The European Union’s Election Observation Mission to Mozambique hopes that the results of the 9 October general elections, from all the polling stations, will be published.
At a Maputo press conference on Tuesday, reporters asked the head of the mission, Laura Cereza, if the EU would take the same attitude towards Mozambique that it had taken towards Venezuela.
Both the EU and the United States have described as fraudulent the recent Venezuelan election, in which President Nicolas Maduro was declared re-elected with an alleged 52 per cent of the vote.
The main reason for rejecting this result was that the Venezuelan Electoral Council failed to publish the full results, polling station by polling station (the polling station results published by the opposition suggested that its candidate, Edmundo Gonzalez, had won a convincing victory).
So would the EU Mission apply the same criteria to Mozambique as had been applied to Venezuela?
Cereza replied that the Mission wants the Mozambican National Elections Commission (CNE) to publish all the polling station results sheets (“editais”) on the CNE website.
She claimed that the EU had made this recommendation after the previous general elections in 2019.
But it has never happened. The Mozambican anti-corruption NGO, the Centre for Public Integrity (CIP) pointed out, in a Tuesday statement, that “the last time the Mozambican CNE published detailed voting tallies and records of each polling station was in 2009. The tallies of 2014 were given to the international community, but not published in Mozambique. No detailed tallies have been available since then”.
Furthermore, the CNE has always reserved the right to change results in secret, without giving any justification for these changes.
The Constitutional Council, Mozambique’s highest body in matters of constitutional and electoral law, admits to making changes in the results, but does not explain them.
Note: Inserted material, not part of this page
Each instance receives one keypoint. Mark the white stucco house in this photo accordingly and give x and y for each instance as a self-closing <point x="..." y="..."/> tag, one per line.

Thus the Council corrected some of the fraud in the 2023 municipal elections. It took three municipal councils away from the ruling Frelimo Party, and gave them to the main opposition, Renamo. In Maputo and the adjacent city of Matola it took tens of thousands of votes from Frelimo and gave them to Renamo.
But this still gave Frelimo a majority of seats on the Maputo and Matola councils, even though a parallel count of the votes showed that Renamo had won in both cities.
The parallel count showed that Renamo had won 55 per cent of the vote in Maputo and 59 per cent in Matola. If the Constitutional Council disagreed with this count it did not say so. It never gave its own version of the polling station counts.
CIP noted that the CNE, in a November 2023 statement, said it did not check the polling station editais itself, but merely accepted the tallies of the district elections commission. However, a judge in the Nhlamankulo district court in Maputo found it proven that the district STAE (Electoral Administration Technical Secretariat) had introduced fake editais which granted victory to Frelimo.
CIP wonders whether the EU (and the US) “will apply the same standards to Mozambique as they have in Venezuela”.
Asked to comment on the fraud in last year’s municipal elections, Cereza declined to do so, on the grounds that the EU did not have an observation mission for those elections.
She said that the EU mission has a mandate “to make an objective, rigorous and exhaustive assessment of all aspects of the elections”. She stressed that the mission is independent of all Mozambican and EU institutions.
The observers, she added, “do not interfere in any way in the elections, and cannot alter or correct defects, or offer assistance. The Mission does not legitimise the elections or validate the results”.
On Friday, a group of 32 long term observers will deploy to all the provinces. Shortly before voting day, 74 short term observers will join the mission, as will diplomats from EU member states accredited in Mozambique and a delegation of deputies from the European parliament.
The Mission will make a declaration with its preliminary findings two days after the elections. A final report will be issued within three months of the elections.